I was organizing photos on iOS 12.2 and it reported that one of the people in my library had "new photos" it wanted to confirm. One or more of those had that person cheek-to-cheek with another person in my album (let's call them Joe and Jane). I was horrified -- since I have thousands of photos of both Joe and Jane -- to find that as soon as I approved that ill-fated photo, the facial recognition system decided the two people were the same person and merged their entire set of photos.
I tried deleting both Joe and Jane on macOS 10.14.4 and recreating them by manually tagging them in photos where they were by themselves and not together, but no matter what I do, as soon as photoanalysisd
kicks into gear when Photos is closed, it merges the two people back together into one entry. I can manually label photos with Joe's name and I'll still come back to find them relabeled as "Jane." I can select all of Joe's photos in Jane's people entry, right click the photos and click "Jane is not in this photo," have Jane's album only contain photos of Jane and within minutes those very same photos will again be labeled as Jane (not just other photos, the ones I've manually corrected Photos on!).

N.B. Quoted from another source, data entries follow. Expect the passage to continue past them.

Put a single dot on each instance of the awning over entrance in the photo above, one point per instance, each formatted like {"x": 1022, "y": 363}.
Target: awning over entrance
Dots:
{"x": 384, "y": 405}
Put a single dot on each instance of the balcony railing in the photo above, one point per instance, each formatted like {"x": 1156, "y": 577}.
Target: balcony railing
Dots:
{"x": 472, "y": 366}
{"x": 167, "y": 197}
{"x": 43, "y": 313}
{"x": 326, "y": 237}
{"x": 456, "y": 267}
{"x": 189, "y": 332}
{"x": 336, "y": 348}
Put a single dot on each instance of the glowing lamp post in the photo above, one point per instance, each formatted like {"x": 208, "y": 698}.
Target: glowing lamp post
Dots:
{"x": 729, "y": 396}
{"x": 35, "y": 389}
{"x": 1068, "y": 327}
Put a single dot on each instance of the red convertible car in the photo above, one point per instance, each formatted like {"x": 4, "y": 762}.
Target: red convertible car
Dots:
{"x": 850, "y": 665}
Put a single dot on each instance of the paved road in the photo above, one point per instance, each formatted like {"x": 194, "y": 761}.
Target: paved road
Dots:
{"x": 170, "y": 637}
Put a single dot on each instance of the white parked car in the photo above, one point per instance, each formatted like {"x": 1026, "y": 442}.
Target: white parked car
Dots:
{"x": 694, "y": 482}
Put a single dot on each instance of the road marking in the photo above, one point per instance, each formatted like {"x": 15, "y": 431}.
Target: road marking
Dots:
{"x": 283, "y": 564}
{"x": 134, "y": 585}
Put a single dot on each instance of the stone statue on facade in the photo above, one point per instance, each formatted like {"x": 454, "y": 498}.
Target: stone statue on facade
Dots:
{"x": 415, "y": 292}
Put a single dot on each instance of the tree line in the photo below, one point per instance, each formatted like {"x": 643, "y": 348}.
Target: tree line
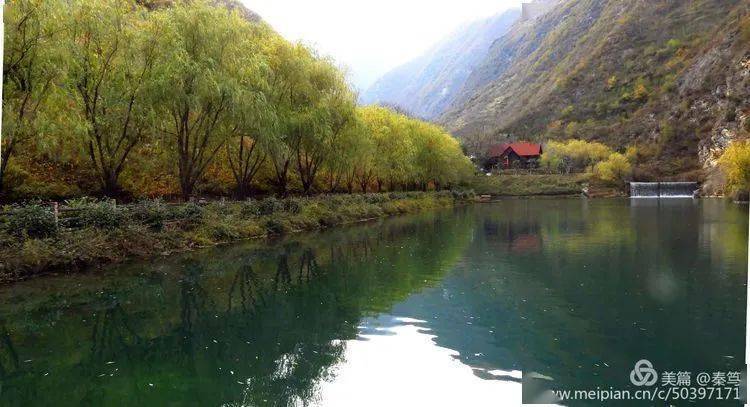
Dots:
{"x": 109, "y": 95}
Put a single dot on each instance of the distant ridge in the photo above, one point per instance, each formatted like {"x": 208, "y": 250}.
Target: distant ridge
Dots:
{"x": 426, "y": 86}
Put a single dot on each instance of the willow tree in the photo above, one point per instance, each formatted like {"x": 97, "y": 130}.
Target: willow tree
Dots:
{"x": 115, "y": 58}
{"x": 212, "y": 61}
{"x": 254, "y": 121}
{"x": 330, "y": 111}
{"x": 393, "y": 149}
{"x": 30, "y": 70}
{"x": 290, "y": 88}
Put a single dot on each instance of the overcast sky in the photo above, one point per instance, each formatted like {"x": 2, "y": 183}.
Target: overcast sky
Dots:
{"x": 371, "y": 37}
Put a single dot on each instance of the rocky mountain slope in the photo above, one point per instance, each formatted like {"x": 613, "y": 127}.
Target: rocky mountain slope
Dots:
{"x": 670, "y": 76}
{"x": 426, "y": 86}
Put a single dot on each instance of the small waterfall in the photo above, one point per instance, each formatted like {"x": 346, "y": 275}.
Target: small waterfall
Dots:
{"x": 663, "y": 189}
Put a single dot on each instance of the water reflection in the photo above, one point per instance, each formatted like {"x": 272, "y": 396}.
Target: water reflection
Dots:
{"x": 442, "y": 308}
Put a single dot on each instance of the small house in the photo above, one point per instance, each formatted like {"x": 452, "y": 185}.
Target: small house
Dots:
{"x": 514, "y": 155}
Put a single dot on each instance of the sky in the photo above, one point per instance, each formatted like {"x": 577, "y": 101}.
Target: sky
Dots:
{"x": 369, "y": 38}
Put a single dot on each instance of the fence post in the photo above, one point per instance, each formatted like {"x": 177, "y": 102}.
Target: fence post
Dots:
{"x": 56, "y": 212}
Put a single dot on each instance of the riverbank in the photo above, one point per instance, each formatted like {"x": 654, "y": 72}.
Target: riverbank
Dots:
{"x": 518, "y": 185}
{"x": 34, "y": 241}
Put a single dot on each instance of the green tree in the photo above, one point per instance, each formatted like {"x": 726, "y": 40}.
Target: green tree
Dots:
{"x": 212, "y": 60}
{"x": 31, "y": 66}
{"x": 115, "y": 53}
{"x": 735, "y": 162}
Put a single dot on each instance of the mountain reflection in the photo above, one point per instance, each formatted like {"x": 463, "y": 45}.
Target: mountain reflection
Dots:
{"x": 246, "y": 325}
{"x": 458, "y": 302}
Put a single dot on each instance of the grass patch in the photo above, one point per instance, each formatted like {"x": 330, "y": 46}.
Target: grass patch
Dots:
{"x": 100, "y": 236}
{"x": 529, "y": 185}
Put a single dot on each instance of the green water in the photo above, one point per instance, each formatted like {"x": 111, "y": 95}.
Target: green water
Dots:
{"x": 434, "y": 309}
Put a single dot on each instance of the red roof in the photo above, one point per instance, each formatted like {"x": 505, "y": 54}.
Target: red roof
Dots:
{"x": 497, "y": 150}
{"x": 522, "y": 149}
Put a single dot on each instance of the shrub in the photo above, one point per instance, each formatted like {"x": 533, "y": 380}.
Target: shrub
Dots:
{"x": 223, "y": 231}
{"x": 152, "y": 213}
{"x": 573, "y": 155}
{"x": 250, "y": 208}
{"x": 615, "y": 170}
{"x": 190, "y": 212}
{"x": 101, "y": 215}
{"x": 269, "y": 206}
{"x": 293, "y": 205}
{"x": 463, "y": 195}
{"x": 33, "y": 220}
{"x": 275, "y": 227}
{"x": 375, "y": 198}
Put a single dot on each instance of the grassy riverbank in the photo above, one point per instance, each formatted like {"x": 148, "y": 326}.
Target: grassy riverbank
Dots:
{"x": 529, "y": 184}
{"x": 32, "y": 241}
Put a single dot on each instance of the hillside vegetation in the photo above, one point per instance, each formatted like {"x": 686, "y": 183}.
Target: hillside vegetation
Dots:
{"x": 429, "y": 84}
{"x": 134, "y": 99}
{"x": 672, "y": 77}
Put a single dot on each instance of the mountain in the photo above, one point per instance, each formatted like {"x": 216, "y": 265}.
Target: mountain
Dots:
{"x": 228, "y": 4}
{"x": 427, "y": 85}
{"x": 671, "y": 76}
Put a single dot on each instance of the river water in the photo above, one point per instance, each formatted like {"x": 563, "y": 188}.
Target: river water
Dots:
{"x": 451, "y": 307}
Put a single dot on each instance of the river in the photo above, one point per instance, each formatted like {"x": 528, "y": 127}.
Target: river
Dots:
{"x": 450, "y": 307}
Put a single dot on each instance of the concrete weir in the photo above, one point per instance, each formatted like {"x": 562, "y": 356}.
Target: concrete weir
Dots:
{"x": 663, "y": 189}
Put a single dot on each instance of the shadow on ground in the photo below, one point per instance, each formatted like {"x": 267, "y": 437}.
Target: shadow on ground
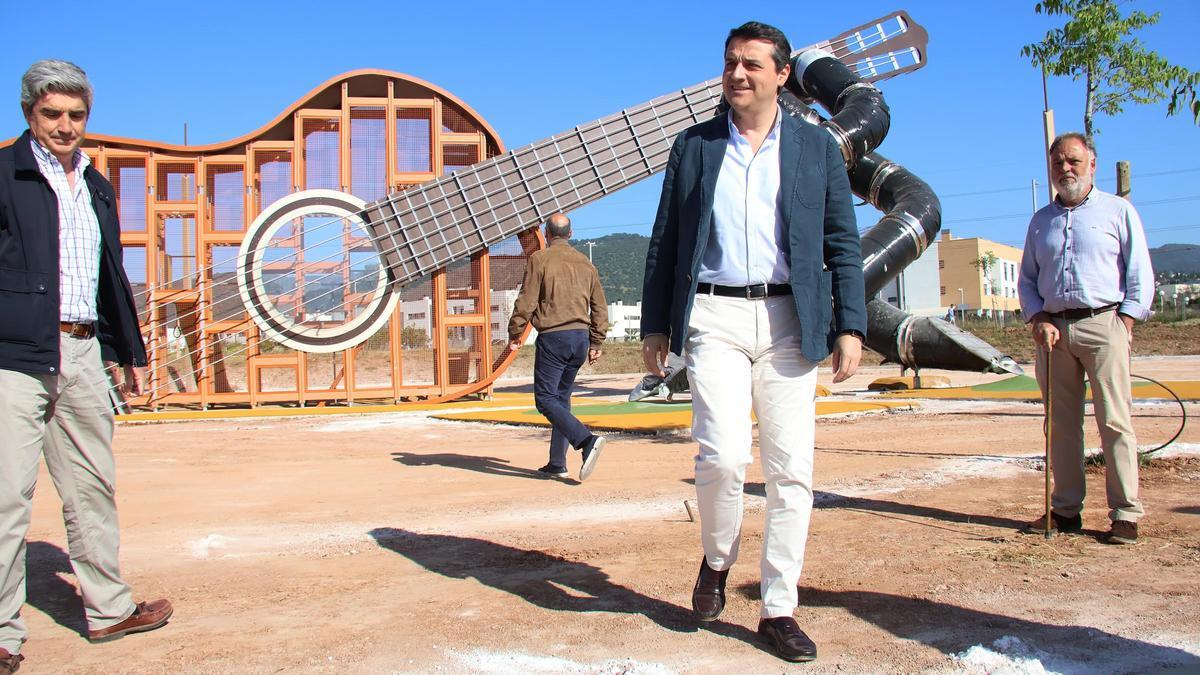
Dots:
{"x": 496, "y": 466}
{"x": 49, "y": 592}
{"x": 539, "y": 578}
{"x": 953, "y": 629}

I'm guessing Photos' machine learning database is corrupted, but I'm not really sure how to completely delete data on Joe and Jane (beyond what I did in deleting their entries by selecting all the photos in them and using the "Name is not in this photo" option), but somehow I need to convince Photos to either start from scratch or believe me when I tell it that it is wrong on its labels so it doesn't keep overriding me.